With Forward Secrecy, if an attacker gets a hold of the server’s private key, it will not be able to decrypt past communications. The private key is only used to sign the DH handshake, which does not reveal the pre-master key. Diffie-Hellman ensures that the pre-master keys never leave the client and the server, and cannot be intercepted by a MITM.
All versions of nginx as of 1.4.4 rely on OpenSSL for input parameters to Diffie-Hellman (DH). Unfortunately, this means that Ephemeral Diffie-Hellman (DHE) will use OpenSSL’s defaults, which include a 1024-bit key for the key-exchange.
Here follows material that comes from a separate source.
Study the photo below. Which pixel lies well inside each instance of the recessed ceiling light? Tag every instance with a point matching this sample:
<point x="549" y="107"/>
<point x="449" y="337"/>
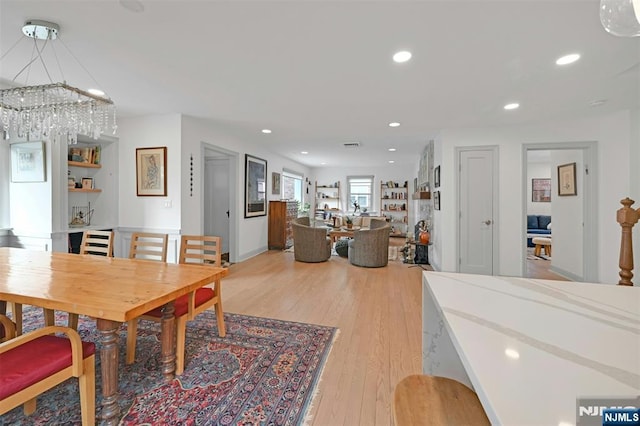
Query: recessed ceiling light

Since we’re using a 2048-bit certificate, DHE clients will use a weaker key-exchange than non-ephemeral DH clients.
We need generate a stronger DHE parameter:
cd /etc/ssl/certs
openssl dhparam -out dhparam.pem 4096
And then tell nginx to use it for DHE key-exchange:
ssl_dhparam /etc/ssl/certs/dhparam.pem;
OCSP Stapling
When connecting to a server, clients should verify the validity of the server certificate using either a Certificate Revocation List (CRL), or an Online Certificate Status Protocol (OCSP) record. The problem with CRL is that the lists have grown huge and takes forever to download.
OCSP is much more lightweight, as only one record is retrieved at a time. But the side effect is that OCSP requests must be made to a 3rd party OCSP responder when connecting to a server, which adds latency and potential failures. In fact, the OCSP responders operated by CAs are often so unreliable that browser will fail silently if no response is received in a timely manner. This reduces security, by allowing an attacker to DoS an OCSP responder to disable the validation.
The solution is to allow the server to send its cached OCSP record during the TLS handshake, therefore bypassing the OCSP responder. This mechanism saves a roundtrip between the client and the OCSP responder, and is called OCSP Stapling.
The server will send a cached OCSP response only if the client requests it, by announcing support for the status_request TLS extension in its CLIENT HELLO.
Most servers will cache OCSP response for up to 48 hours. At regular intervals, the server will connect to the OCSP responder of the CA to retrieve a fresh OCSP record. The location of the OCSP responder is taken from the Authority Information Access field of the signed certificate.
HTTP Strict Transport Security
When possible, you should enable HTTP Strict Transport Security (HSTS), which instructs browsers to communicate with your site only over HTTPS.
HTTP Public Key Pinning Extension
You should also enable the HTTP Public Key Pinning Extension.
Public Key Pinning means that a certificate chain must include a whitelisted public key. It ensures only whitelisted Certificate Authorities (CA) can sign certificates for *.example.com
, and not any CA in your browser store.
Conclusion
If you have applied the above config lines you need to restart nginx:
# Check the config first:
/etc/init.d/nginx configtest
# Then restart:
/etc/init.d/nginx restart
Now use the SSL Labs test to see if you get a nice A. And, of course, have a safe, strong and future proof SSL configuration!